Stablecoin issuers gain permanent market protection from government competition, ensuring that private stablecoins remain the dominant digital payment mechanism. This ban drives innovation incentives for private digital payment solutions while protecting traditional payment processors like Visa and Mastercard from CBDC competition. Community banks emerge as significant winners, maintaining their deposit bases and lending capabilities without facing government competition for retail deposits. The ban prevents the Federal Reserve from becoming a competitor to retail banks, preserving the role of traditional banks in credit creation.

This presents new opportunities for traditional financial institutions along with stricter requirements, as banks must invest between $5 million and $20 million for stablecoin issuance and compliance, while payment processors need $2 million to $10 million for enhanced anti-money laundering/know your customer requirements. The regulatory framework allows pension funds and asset management companies to enter the crypto market for the first time, with crypto exchanges categorized as winners and losers based on regulatory compliance. Compliant U.S. exchanges gain market share, while foreign platforms face higher operational costs, creating a competitive advantage for regulated platforms seeking to engage institutional investors.

The era of the SEC's "arbitrary enforcement" may soon end, with the Commodity Futures Trading Commission expected to become one of the core regulatory bodies for digital assets. Blockchain projects developed in the U.S., compliant custody services, and legally recognized stablecoins will be revalued. In other words, the once "disorderly and borderless" crypto industry is about to enter a new phase characterized by clear rules, compliant operations, and higher entry barriers.

How Does the Crypto Industry View Wall Street?

Industry insiders generally hold an optimistic view of this round of legislation. Steven Goldfeder, CEO of Offchain Labs (the developer of Arbitrum), points out that the biggest uncertainty in the crypto space is regulatory risk, stating, "The legislative framework ultimately signals to the market that this technology will continue to exist; it needs a real governance structure, and participation can occur within a trusted system." Similarly, Jag Kooner from Bitfinex believes that even if the final legislation is difficult to pass, the mere signs of "legislative intervention" are enough to boost market confidence.

At the same time, traditional financial giants are also actively positioning themselves. Bank of America CEO Brian Moynihan revealed that the bank is planning to issue a stablecoin, although a timeline has not yet been determined. He believes that as regulatory clarity increases, the banking industry will naturally roll out stablecoin services, similar to the adoption of digital payment platforms like Zelle and Venmo. JPMorgan CEO Jamie Dimon also acknowledged that "stablecoins are real" and stated that banks will participate in the development of the stablecoin sector. These signs indicate that both crypto-native teams and Wall Street giants are seizing the opportunities presented by this "anchoring moment," preparing for cryptocurrencies to further align with mainstream finance.
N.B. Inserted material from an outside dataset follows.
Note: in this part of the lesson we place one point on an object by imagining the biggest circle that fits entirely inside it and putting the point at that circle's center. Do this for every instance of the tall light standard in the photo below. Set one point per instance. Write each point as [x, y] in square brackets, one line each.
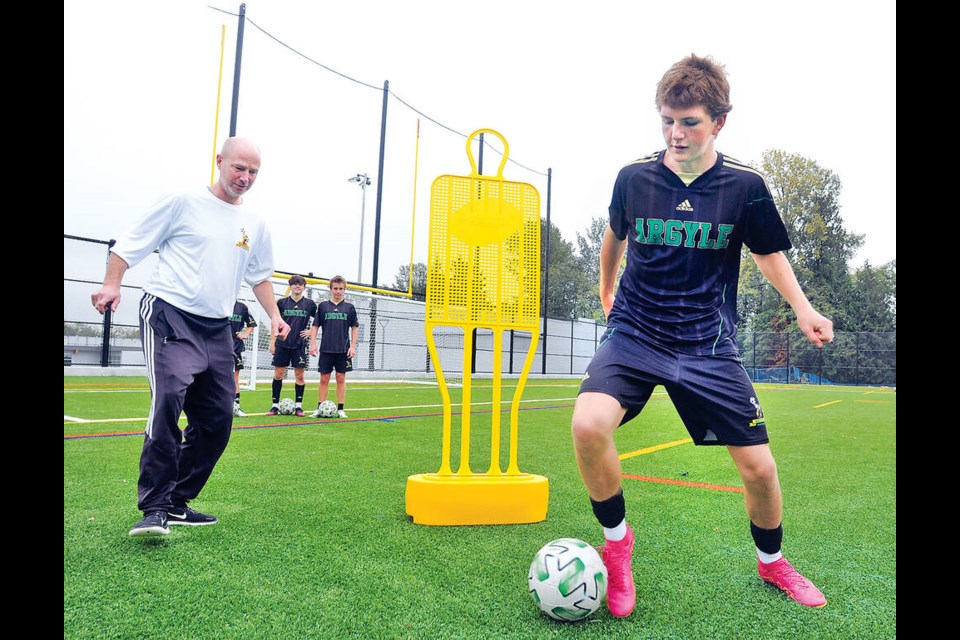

Since the birth of Bitcoin, the crypto industry has been destined to engage in a tug-of-war with regulatory forces. Now, this action by the U.S. Congress is expected to provide a systematic response that is "neither stifling nor permissive" for the first time. This is not an end but a new beginning, a transformative moment for crypto assets from self-governance to institutional logic, signifying that this once-experimental space is maturing into an essential part of the global financial infrastructure.